Podemos empezar por una pregunta más sencilla: ¿a cuántos guionistas españoles conocemos, más allá de los que trabajan con nosotros? Y de ellos, ¿a cuántos hemos leído? Hoy os voy a proponer dos libros en los que guionistas españoles de talla mayúscula nos lo cuentan todo. Y cuando digo todo, digo TODO.

Hace unas semanas se presentaron los últimos títulos de una colección de sustanciosas entrevistas con nombres indiscutibles de nuestra profesión. La iniciativa hay que agradecérsela a un grupo de investigación del departamento de Comunicación Audiovisual de la Universidad Carlos III. Con la colaboración de DAMA se han publicado en esa colección los libros dedicados a Lola Salvador y a Manolo Matjí.
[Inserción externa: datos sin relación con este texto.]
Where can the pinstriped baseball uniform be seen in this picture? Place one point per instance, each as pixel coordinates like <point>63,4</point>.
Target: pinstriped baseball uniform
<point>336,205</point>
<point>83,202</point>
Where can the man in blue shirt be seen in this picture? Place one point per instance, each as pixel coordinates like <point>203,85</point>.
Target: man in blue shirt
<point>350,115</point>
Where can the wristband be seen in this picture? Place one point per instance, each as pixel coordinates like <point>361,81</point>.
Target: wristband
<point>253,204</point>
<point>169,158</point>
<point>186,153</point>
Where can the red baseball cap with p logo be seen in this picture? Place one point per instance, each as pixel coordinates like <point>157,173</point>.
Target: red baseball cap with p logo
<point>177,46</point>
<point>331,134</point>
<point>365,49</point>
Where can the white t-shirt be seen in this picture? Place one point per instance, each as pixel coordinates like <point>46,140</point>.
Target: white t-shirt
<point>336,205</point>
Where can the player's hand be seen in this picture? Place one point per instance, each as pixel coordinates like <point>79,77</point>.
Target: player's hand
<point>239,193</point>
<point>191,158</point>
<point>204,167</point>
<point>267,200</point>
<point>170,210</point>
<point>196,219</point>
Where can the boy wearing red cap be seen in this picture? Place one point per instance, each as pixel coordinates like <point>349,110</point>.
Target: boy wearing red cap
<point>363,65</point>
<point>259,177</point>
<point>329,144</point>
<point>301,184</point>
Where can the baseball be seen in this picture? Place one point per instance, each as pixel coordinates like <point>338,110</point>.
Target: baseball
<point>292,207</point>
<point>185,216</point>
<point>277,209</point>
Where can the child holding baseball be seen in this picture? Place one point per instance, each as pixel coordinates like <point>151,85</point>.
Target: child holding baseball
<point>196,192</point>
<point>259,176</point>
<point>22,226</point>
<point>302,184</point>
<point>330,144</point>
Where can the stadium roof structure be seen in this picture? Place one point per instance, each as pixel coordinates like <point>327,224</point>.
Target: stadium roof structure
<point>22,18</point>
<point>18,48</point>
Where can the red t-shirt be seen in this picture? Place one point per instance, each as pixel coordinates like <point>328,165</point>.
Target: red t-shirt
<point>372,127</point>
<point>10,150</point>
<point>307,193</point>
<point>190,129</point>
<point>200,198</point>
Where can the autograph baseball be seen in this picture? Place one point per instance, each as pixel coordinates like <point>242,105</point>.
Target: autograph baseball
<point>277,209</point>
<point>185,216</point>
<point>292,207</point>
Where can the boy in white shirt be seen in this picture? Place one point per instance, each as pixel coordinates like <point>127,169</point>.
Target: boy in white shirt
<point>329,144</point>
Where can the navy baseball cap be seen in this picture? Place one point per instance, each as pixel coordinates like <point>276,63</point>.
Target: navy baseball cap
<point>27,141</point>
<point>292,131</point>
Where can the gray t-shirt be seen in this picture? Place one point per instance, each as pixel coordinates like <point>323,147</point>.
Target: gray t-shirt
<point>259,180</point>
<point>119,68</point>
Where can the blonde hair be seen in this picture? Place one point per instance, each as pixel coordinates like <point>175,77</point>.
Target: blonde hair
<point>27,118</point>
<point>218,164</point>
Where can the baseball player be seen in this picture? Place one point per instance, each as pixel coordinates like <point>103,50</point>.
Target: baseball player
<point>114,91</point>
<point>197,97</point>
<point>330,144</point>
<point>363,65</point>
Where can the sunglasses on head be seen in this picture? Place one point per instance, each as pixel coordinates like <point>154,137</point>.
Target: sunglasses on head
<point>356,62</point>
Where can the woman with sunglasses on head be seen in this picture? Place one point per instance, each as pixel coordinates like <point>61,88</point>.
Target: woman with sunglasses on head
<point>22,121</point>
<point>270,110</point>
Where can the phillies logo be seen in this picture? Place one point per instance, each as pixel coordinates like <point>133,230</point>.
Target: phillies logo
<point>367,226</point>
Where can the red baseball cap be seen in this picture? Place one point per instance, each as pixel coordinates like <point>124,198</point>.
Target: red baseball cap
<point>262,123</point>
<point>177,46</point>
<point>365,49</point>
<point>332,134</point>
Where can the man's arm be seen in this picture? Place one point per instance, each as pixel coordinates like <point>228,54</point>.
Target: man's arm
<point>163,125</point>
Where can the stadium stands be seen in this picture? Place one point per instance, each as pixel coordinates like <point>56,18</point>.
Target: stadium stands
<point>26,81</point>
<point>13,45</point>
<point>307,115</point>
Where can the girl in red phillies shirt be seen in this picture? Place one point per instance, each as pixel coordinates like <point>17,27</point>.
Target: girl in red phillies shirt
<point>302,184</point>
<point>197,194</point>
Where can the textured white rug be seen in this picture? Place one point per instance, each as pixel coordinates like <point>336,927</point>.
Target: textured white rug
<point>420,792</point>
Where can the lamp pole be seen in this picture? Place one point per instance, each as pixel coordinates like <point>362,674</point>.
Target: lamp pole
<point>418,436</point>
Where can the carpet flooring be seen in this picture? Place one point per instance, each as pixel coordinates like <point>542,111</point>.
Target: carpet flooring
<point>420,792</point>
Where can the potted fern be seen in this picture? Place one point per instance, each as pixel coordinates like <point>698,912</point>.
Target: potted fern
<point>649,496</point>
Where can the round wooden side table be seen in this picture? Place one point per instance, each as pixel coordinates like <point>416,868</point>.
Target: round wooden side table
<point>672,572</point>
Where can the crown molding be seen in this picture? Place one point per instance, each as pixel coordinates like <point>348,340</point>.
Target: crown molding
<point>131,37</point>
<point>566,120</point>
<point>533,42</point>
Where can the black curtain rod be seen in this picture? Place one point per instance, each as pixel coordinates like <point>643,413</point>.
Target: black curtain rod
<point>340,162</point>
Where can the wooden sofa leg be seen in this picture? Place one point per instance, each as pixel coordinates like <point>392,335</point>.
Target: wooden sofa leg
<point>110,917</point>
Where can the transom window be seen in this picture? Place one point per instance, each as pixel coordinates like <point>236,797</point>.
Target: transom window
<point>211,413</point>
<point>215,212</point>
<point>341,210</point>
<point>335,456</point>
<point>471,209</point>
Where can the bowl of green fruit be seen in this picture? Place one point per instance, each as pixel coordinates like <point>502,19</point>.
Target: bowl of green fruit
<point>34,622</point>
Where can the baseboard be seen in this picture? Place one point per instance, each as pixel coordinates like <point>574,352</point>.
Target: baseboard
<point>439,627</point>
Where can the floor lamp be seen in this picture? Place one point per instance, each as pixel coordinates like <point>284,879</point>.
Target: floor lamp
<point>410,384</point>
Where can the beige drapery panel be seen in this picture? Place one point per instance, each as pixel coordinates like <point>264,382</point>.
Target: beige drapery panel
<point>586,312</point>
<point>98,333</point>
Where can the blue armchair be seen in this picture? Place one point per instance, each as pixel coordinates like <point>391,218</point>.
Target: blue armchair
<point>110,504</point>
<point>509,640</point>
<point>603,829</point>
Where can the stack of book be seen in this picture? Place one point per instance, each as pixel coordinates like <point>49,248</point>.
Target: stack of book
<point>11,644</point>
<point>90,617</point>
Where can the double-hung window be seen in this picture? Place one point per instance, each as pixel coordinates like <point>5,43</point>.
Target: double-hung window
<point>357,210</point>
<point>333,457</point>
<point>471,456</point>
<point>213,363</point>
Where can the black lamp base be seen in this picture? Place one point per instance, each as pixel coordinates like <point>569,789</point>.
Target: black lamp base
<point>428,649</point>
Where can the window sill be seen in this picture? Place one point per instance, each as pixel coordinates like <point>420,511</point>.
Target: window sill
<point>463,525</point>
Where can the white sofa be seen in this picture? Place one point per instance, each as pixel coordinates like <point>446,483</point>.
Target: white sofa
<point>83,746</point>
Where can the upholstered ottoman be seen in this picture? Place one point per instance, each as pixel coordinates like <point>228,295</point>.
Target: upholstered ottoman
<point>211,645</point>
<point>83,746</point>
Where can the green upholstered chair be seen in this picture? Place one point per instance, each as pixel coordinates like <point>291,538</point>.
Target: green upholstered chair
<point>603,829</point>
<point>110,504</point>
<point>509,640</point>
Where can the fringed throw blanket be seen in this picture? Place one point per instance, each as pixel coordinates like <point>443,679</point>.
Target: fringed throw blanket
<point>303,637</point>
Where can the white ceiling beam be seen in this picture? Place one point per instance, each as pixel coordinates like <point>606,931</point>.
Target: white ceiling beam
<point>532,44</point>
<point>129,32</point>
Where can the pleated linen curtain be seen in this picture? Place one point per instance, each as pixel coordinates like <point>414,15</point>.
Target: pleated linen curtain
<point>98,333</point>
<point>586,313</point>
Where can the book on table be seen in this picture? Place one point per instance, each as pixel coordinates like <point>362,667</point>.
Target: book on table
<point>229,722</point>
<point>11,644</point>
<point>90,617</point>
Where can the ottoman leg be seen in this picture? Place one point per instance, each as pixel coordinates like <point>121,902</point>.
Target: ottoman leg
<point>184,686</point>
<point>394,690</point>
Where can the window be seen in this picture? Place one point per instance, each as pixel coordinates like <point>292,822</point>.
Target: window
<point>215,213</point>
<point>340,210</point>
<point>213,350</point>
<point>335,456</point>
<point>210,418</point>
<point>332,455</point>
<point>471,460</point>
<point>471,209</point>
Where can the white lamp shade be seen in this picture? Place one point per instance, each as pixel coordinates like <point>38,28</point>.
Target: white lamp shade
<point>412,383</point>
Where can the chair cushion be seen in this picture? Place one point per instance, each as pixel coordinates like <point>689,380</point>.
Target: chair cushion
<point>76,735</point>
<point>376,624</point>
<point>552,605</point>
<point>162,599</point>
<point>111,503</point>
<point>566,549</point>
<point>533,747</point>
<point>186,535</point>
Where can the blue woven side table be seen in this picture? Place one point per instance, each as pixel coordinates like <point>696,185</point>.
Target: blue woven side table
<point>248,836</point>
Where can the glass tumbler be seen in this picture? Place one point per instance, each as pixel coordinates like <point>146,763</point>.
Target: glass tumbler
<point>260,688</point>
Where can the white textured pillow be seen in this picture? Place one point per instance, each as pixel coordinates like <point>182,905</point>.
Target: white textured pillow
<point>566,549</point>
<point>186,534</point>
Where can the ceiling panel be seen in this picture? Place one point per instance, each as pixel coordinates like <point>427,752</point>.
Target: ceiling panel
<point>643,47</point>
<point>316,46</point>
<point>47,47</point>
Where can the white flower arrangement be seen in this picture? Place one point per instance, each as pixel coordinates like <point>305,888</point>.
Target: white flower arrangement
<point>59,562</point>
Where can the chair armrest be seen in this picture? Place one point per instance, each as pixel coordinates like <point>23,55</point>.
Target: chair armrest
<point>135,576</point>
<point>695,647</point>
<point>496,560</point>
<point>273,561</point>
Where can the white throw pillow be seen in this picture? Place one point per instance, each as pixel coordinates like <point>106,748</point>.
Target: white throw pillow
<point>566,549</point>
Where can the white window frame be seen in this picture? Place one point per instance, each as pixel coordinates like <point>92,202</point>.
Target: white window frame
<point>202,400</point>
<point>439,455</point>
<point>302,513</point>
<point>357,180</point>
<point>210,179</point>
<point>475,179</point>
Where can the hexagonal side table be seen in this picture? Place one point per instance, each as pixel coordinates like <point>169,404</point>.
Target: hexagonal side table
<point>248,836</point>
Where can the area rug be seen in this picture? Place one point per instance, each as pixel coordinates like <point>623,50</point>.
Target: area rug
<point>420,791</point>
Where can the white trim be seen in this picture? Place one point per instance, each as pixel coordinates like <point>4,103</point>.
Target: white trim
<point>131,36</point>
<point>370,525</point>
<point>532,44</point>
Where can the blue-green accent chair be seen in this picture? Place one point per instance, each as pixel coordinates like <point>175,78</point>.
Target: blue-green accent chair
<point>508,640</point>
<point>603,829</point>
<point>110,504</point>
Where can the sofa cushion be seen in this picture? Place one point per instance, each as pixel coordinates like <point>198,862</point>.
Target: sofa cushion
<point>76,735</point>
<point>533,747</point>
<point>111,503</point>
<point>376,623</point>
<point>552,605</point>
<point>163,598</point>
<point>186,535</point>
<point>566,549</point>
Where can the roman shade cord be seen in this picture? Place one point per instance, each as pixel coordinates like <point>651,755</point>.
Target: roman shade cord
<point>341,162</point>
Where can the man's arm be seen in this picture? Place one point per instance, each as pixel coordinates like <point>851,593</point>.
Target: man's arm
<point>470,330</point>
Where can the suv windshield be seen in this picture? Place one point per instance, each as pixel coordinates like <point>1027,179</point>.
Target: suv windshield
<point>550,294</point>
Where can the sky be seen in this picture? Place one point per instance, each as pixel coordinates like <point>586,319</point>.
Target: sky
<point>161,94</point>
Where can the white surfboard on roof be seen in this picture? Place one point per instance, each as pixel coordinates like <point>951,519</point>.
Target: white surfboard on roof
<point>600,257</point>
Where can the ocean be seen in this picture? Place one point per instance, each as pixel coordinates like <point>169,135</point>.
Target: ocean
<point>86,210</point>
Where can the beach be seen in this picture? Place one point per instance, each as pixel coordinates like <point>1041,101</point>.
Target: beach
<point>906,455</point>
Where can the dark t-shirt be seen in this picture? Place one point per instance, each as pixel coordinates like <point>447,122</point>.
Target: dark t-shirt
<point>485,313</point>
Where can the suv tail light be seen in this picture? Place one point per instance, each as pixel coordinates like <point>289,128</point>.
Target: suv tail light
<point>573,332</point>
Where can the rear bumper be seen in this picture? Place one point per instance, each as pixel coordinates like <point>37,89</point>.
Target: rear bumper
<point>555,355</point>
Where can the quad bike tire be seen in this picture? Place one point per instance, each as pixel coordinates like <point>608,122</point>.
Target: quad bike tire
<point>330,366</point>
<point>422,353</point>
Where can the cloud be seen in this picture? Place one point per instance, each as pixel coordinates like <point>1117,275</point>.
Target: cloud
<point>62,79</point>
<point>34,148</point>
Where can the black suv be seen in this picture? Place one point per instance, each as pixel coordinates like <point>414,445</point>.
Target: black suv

Me sorprendería si alguien me dijera que no le suenan estos nombres, pero por si acaso os lo recordaré. Lo hago a cambio de exigir la inmediata lectura de sus libros, que os podéis descargar ahora mismo y GRATIS en estas direcciones: aquí el de Lola Salvador, y aquí el de Manolo Matjí.

Además de que en sus carreras se encuentran unos cuantos tesoros, y de que me consta que son guionistas de inmenso talento, ambos tienen en común que siempre se han mostrado abiertos a trabajar con las siguientes generaciones y que fueron de los primeros en reivindicar nuestro oficio. Lola y Manolo son maestros y pioneros, y sin ellos no se entiende el nacimiento del sindicato ALMA o de la entidad de gestión DAMA, en cuyos albores fueron pieza fundamental. Hoy siguen acudiendo sin falta a sus asambleas. Y si hay que proponer, si hay que ir, también siguen siendo los primeros. Incluso las propias siglas ALMA (Autores Literarios de Medios Audiovisuales) son autoría de Lola.

Asomarse al historial de Lola Salvador da un poco de vértigo: su trabajo con Fernán Gómez, con Alfredo Matas, con Pilar Miró, con Chávarri. Es la guionista de la única película que la censura prohibió en plena democracia, El crimen de Cuenca, y leyendo las páginas del libro uno la descubre amiga del experimento, de la incursión en aquello que no entiende, dispuesta a reinventarse cada mes. Es decir, guionista.

Con la lectura de su libro, que la autora de la entrevista, Susana Díaz, ha titulado Modos de mostrar, no sólo aprendes de guion: sigues su vida personal y profesional paso a paso, su evolución como escritora, el trabajo con los directores y las peleas con los directivos de la televisión. Un trayecto en zig zag, apasionante para cualquiera de nosotros. También lo es el de Manolo Matji, cuya entrevista Asier Aranzubía ha titulado El mapa de la India, de Asier Aranzubía. Es una expresión que le he oído tantas veces a Manolo que ya me parece de uso común: el mapa de la India, a semejanza de aquellas películas de lanceros bengalíes, refiere a aquel momento en que los personajes te cuentan el plan, todo lo que necesitas saber como espectador para encarar la historia, lo que esperas que va a suceder. Manolo fue mi socio y es mi maestro y mi amigo, es guionista de Los santos inocentes y ha producido los primeros cortos de Fernando León y Santiago Segura, además del debú en la dirección de Agustín Díaz Yanes con Nadie hablará de nosotras cuando hayamos muerto. Con él trabajé en Turno de oficio, Besos para todos y Horas de luz. Por eso tendréis que creerme si os digo que Manolo sabe muchísimo de este oficio y que, además, sabe cómo trasmitirlo. Hoy se siente orgulloso, sobre todo, de su papel fundamental en la creación de DAMA.

Ojo: no son guionistas de otra época. Los dos siguen en activo, conocen el mercado y sufren las mismas dolencias que cualquiera de nosotros. Como estoy convencido de que la lectura de los dos libros os dejará con ganas de más, añadamos un tercer título de la misma colección: La noche inmensa, una entrevista de Alejandro Melero con Gonzalo Goicoechea, que durante años fuera guionista de Eloy de la Iglesia, y cuya lectura (aquí) refiere momentos espeluznantes y también agudas reflexiones sobre el cometido del escritor. Y aún más: los responsables de la colección anuncian un libro/entrevista con Emilio Martínez Lázaro. Ya he despejado mi mesilla de noche para hacerle hueco.